The passing of the Planning Bill was largely ignored by Scotland’s media. This is a pity because the deals done in Holyrood will affect communities and development across Scotland for years to come, as well as throwing light on our politics.
In the spring, the Minister responsible for the Bill, Kevin Stewart MSP, had a headache. After being heavily amended in stage two of the parliamentary process, his Bill was, in his own folksy words, “in a guddle”.
Developers feared they had created a Frankenstein’s monster: a Bill intended to “unlock” land and sites for housing development and cut costs by “streamlining” the planning system, had instead reached the point where it was even threatening their command of the appeals system, where refusals of planning permission can be overturned.
The Royal Town Planning Institute was also frightened by the numerous amendments that would impose new obligations on their members, who have been left in the much diminished teams in planning authorities.
Government lawyers were fretting that cavalier amendments, playing to concerns of community activists scunnered by unwanted developments being imposed despite their opposition, could create, if not turmoil, then at least disconcerting uncertainty.

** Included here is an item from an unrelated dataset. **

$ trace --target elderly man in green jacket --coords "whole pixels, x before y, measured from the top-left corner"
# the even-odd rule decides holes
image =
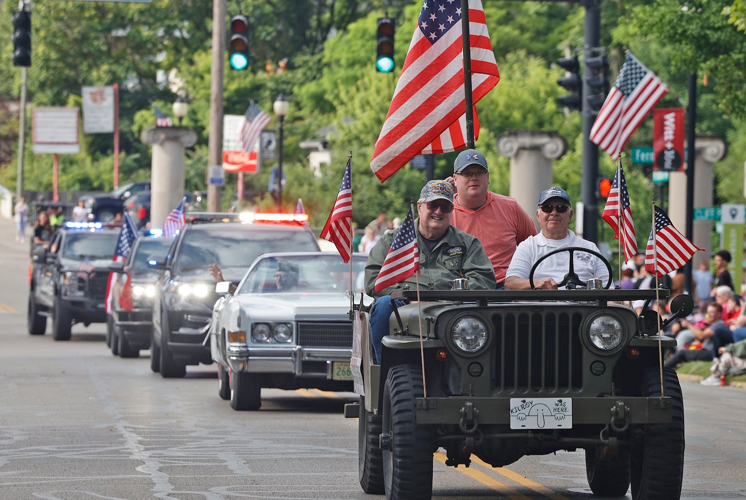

It was the Scottish Conservatives who came to the rescue, and why not? The party has traditionally enjoyed a symbiotic relation with the property sector. The original Bill itself was no stridently Nationalist measure; rather it was nurtured by the Union. It drew inspiration not from how the Scandinavians do planning, but rather aped measures introduced in Westminster over the past decade.
The Minister had also made it clear that Scotland must be “open for business” and he sought to use his devolved powers to ensure that development here was no more onerous for investors than is the case in England.
Thus in the Holyrood debate, the Minister and Conservative Graham Simpson MSP did a double act. Backed by their fellow SNP and Conservative MSPs, they restored much of the original intent of the Bill, easily outvoting the Greens, Labour and the Lib Dems.
At an event hosted by Anderson Strathearn last week, people from the development industry expressed sincere appreciation for the successful lobbying by the Scottish Property Federation. Another sector whose lobbying fell on receptive ears was the commercial arm of the short-term holiday lets industry, Airbnb and similar businesses.
They had been worried that the Bill might make it explicit that converting a residence to a mini-hotel would require planning permission. In the end, a Conservative amendment was carried which will give planning authorities only the power to declare areas within which such changes would indeed require planning permission.
Scottish Ministers are to consult, then provide guidance on this, so it looks unlikely that the escalating loss of affordable housing to investment companies will be stemmed any time soon.
So what was originally promoted as a “root and branch” reform of the Scottish planning system has turned out to be nothing so dramatic. A number of new duties have been placed on planning authorities. To the relief of many, this included a requirement to have in the Local Development Plan a statement on policy and proposals for provision of public conveniences. There is a certain symmetry between this and the accompanying requirement to include policies and proposals on provision of water refill stations.
The most fundamental change to the structure of the planning system, once the Act gets Royal Assent, will be the creation of Local Place Plans (LPPs). A “community body” may prepare such a plan for the “development or use of land”, and it can “identify land or buildings that the community body considers to be of particular significance to the local area”. The LPP must “have regard to” the planning authority’s development plan for the land, so if that development plan proposes that a local playing field should be developed for housing then the LPP might seek to influence the lay-out of the housing or retention of trees, but would not be expected to say the land should be kept as a playing field.
As with much of the Bill, the Scottish Government now has a free hand to define through secondary legislation just how LPPs will work. One unresolved matter is how the preparation of an LPP will be funded. Councils are skint and don’t want to pay the bill, or divert their few remaining planners to the new task. If the raised expectations of community councils and other ”community bodies” are not to be dashed, it seems likely that the Minister will have to find some money, possibly channelled through PAS, an organisation that uses professional volunteers to support the participation of groups in the planning process.
PAS has long campaigned for, and practiced, greater outreach. Its advocacy for the rights of gypsies and travellers, and for children and young people, now has been successful. The approved Bill includes a duty for planning authorities to report on what they have done to meet accommodation needs of gypsies and travellers. Planning authorities must also report on how they have consulted these communities, as well as with disabled people and young people.
Children and the under-25s will now have a statutory right to be consulted in the preparation of local development plans. The Equality Act 2010 already requires all pubic bodies to “advance equality of opportunity between people who share a relevant protected characteristic and those who do not”, so arguably planning authorities should be engaging already with such groups. Now they have a clear mandate to do so.
Three-and-a-half years in the making, the Bill has left developers relieved rather than enthusiastic; but it also seems unlikely to rebuild public trust in a planning system seen as facilitating, rather than steering, development.